TIMESINDONESIA.MY.ID - Langkah hukum kembali diambil oleh mantan Wakil Kepala Badan Gizi Nasional (BGN), Lodewyk Pusung. Ia memutuskan untuk mengajukan gugatan praperadilan ke Pengadilan Negeri Jakarta Selatan guna mencari keadilan atas kasus yang menjeratnya.

Upaya ini menandai kali ketiga Lodewyk Pusung menempuh jalur praperadilan selama proses hukum berlangsung. Langkah ini diambil sebagai bentuk respons atas tindakan penyidik dalam menangani perkara yang melibatkan dirinya.

Dikutip dari Kompas.com, permohonan praperadilan tersebut telah resmi terdaftar di Sistem Informasi Penelusuran Perkara (SIPP) Pengadilan Negeri Jakarta Selatan.
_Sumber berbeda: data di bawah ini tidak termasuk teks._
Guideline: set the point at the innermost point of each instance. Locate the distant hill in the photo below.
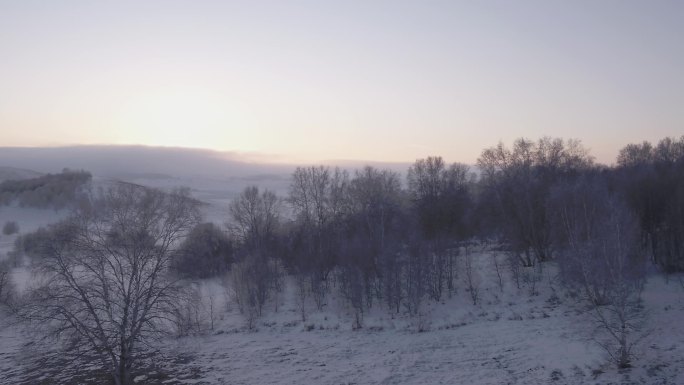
(127, 162)
(12, 173)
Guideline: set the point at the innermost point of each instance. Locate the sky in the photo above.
(312, 81)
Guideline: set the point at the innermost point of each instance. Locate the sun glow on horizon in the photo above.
(181, 118)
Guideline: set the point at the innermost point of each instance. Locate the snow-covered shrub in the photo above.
(7, 289)
(10, 227)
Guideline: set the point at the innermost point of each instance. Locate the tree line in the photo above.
(110, 270)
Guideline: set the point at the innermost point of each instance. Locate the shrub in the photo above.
(11, 227)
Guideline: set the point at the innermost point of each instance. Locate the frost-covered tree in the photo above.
(105, 285)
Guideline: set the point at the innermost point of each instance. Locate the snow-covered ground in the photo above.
(509, 337)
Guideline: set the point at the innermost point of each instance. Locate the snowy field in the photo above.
(509, 337)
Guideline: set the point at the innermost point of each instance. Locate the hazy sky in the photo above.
(311, 81)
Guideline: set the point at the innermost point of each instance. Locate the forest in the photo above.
(117, 273)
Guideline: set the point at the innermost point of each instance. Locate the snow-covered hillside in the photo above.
(512, 336)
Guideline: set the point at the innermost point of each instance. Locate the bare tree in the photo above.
(105, 282)
(599, 252)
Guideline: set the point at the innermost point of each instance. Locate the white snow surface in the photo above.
(509, 337)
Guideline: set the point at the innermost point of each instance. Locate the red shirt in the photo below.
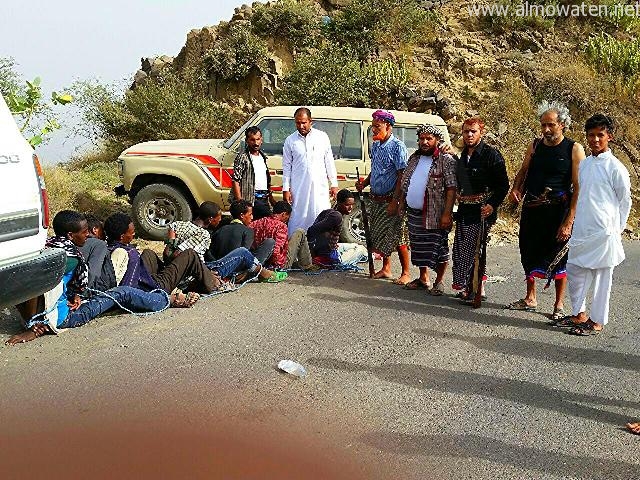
(270, 227)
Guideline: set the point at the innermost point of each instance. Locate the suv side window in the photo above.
(274, 132)
(406, 134)
(345, 138)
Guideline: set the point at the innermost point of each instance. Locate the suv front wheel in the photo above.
(155, 207)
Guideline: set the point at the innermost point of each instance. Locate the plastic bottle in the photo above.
(292, 368)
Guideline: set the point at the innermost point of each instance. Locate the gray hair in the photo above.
(554, 106)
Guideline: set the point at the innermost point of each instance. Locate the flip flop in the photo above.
(416, 284)
(521, 305)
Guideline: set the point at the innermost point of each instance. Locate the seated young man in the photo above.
(102, 276)
(147, 271)
(324, 234)
(238, 234)
(193, 235)
(62, 307)
(286, 251)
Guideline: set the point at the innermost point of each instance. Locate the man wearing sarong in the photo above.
(309, 177)
(595, 246)
(482, 186)
(428, 194)
(388, 227)
(547, 182)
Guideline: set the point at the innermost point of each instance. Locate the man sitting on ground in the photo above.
(62, 307)
(102, 276)
(324, 234)
(148, 272)
(238, 234)
(286, 251)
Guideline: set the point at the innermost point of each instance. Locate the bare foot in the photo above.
(382, 274)
(23, 337)
(634, 427)
(403, 279)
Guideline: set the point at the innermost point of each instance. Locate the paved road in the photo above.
(402, 384)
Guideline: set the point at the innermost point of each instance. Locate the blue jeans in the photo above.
(237, 260)
(129, 297)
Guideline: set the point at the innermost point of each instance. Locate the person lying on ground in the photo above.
(192, 235)
(147, 271)
(238, 234)
(324, 234)
(102, 276)
(286, 251)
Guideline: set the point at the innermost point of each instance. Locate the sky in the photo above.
(62, 41)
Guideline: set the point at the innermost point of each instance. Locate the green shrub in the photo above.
(167, 107)
(235, 53)
(618, 57)
(297, 21)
Gugatan ini tercatat dengan nomor perkara 150/Pid.Pra/2026/PN JKT.SEL pada Rabu, (26/8/2026).

Dalam berkas gugatan yang diajukan, posisi Lodewyk Pusung tercatat sebagai pihak pemohon. Ia berhadapan langsung dengan institusi penegak hukum yang menangani kasusnya.

Pihak yang menjadi termohon dalam gugatan ini adalah Jaksa Agung Republik Indonesia. Secara spesifik, gugatan ditujukan kepada Jaksa Agung Muda Tindak Pidana Khusus.

Fokus utama dari gugatan ketiga ini sangat spesifik dan berbeda dari pengajuan sebelumnya. Lodewyk Pusung secara tegas mempersoalkan sah atau tidaknya pelaksanaan upaya paksa berupa penyitaan aset yang dilakukan oleh pihak kejaksaan.

"Langkah ini merupakan upaya untuk menguji kembali apakah prosedur penyitaan yang dilakukan oleh penyidik sudah sesuai dengan koridor hukum yang berlaku," ujar Lodewyk Pusung melalui kuasa hukumnya dalam narasi yang berkembang terkait upaya praperadilan tersebut.

Hingga saat ini, pihak Pengadilan Negeri Jakarta Selatan sedang memproses administrasi terkait jadwal persidangan perdana. Publik kini menunggu bagaimana hakim akan menanggapi argumen hukum yang diajukan oleh pemohon mengenai prosedur penyitaan tersebut.